On presentation, she was tachycardic and normotensive with signs of acute decompensated heart failure. Transthoracic echocardiography and cardiac magnetic resonance imaging were repeated (Figures 1A and 1B), revealing a severely dilated left ventricle (LV) (ejection fraction 11%) with a large multilobulated thrombus occupying ∼75% of the LV cavity (Video 1). Right-heart catheterization showed elevated biventricular filling pressures, combined precapillary and postcapillary pulmonary hypertension (pulmonary vascular resistance [PVR] 5.1 Wood Units), and low cardiac index despite dual inotrope therapy. Nitroprusside infusion was initiated with initial improvement in cardiac output but without significantly attenuated PVR.Figure 1. Cardiac Magnetic Resonance Images and the Anatomic Correlate After Native Heart ExplantRepresentative cardiac magnetic resonance images showing left ventricular cavity dilation and large LV thrombus shown in long and short axis (A and B). (C and D) The anatomic correlate after native heart explant. Histopathologic examination shows the left ventricular thrombi have a bright yellow cut surface with <0.1-mm-thick white septations and focally hyperemic borders (not pictured).
Surgical thrombectomy was considered but deemed high risk due to poor LV function and embolization risk. left ventricular assist device placement was contraindicated due to thrombus burden and right ventricular failure. Isolated heart transplantation was relatively contraindicated due to severe, likely irreversible pulmonary hypertension from combined World Health Organization Group II and IV pathophysiology. After multidisciplinary evaluation, she was listed for combined heart-lung transplantation as United Network for Organ Sharing status 1 by exception.
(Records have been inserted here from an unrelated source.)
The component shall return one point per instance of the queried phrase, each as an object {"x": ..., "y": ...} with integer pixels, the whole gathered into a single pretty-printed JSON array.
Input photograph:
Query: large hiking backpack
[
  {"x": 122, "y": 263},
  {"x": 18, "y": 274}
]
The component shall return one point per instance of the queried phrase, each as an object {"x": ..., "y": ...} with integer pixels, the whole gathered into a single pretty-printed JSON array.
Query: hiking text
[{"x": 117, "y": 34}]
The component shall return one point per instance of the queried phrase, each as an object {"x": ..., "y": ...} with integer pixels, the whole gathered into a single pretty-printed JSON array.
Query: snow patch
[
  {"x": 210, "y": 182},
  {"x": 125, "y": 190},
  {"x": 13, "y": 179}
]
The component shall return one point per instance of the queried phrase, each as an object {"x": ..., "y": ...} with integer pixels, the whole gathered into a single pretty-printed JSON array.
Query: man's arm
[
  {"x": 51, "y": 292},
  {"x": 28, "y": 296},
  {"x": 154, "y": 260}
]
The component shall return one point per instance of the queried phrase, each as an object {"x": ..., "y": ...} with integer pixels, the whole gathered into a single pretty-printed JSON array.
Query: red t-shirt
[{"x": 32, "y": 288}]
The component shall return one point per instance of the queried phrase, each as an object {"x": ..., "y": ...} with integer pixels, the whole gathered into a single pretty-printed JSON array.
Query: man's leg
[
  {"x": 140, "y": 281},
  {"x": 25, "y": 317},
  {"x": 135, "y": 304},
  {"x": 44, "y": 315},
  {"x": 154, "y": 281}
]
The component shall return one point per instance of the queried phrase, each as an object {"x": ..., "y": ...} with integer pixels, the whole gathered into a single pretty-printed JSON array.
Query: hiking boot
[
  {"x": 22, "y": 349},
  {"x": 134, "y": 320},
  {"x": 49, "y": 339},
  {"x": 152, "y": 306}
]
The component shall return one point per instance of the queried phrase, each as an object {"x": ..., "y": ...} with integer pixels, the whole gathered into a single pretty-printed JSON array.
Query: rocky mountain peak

She underwent successful en-bloc heart-lung transplantation on hospital day 48, with native heart explant demonstrating the large thrombus (Figures 1C and 1D). Her postoperative course was uncomplicated; she was discharged on low-molecular-weight heparin and later transitioned to apixaban. At 1-year follow-up, she reports excellent functional status with normal graft function and no recurrent thrombi.
This case underscores several key principles in the management of end-stage heart failure complicated by massive LV thrombus. TTN-related DCM can rapidly progress and lead to thrombus formation via low-flow states, despite not being intrinsically thrombogenic. In rare, high-risk cases where thrombectomy and left ventricular assist device are not feasible, and pulmonary hypertension contraindicates isolated heart transplantation, heart-lung transplantation may be the only therapeutic option.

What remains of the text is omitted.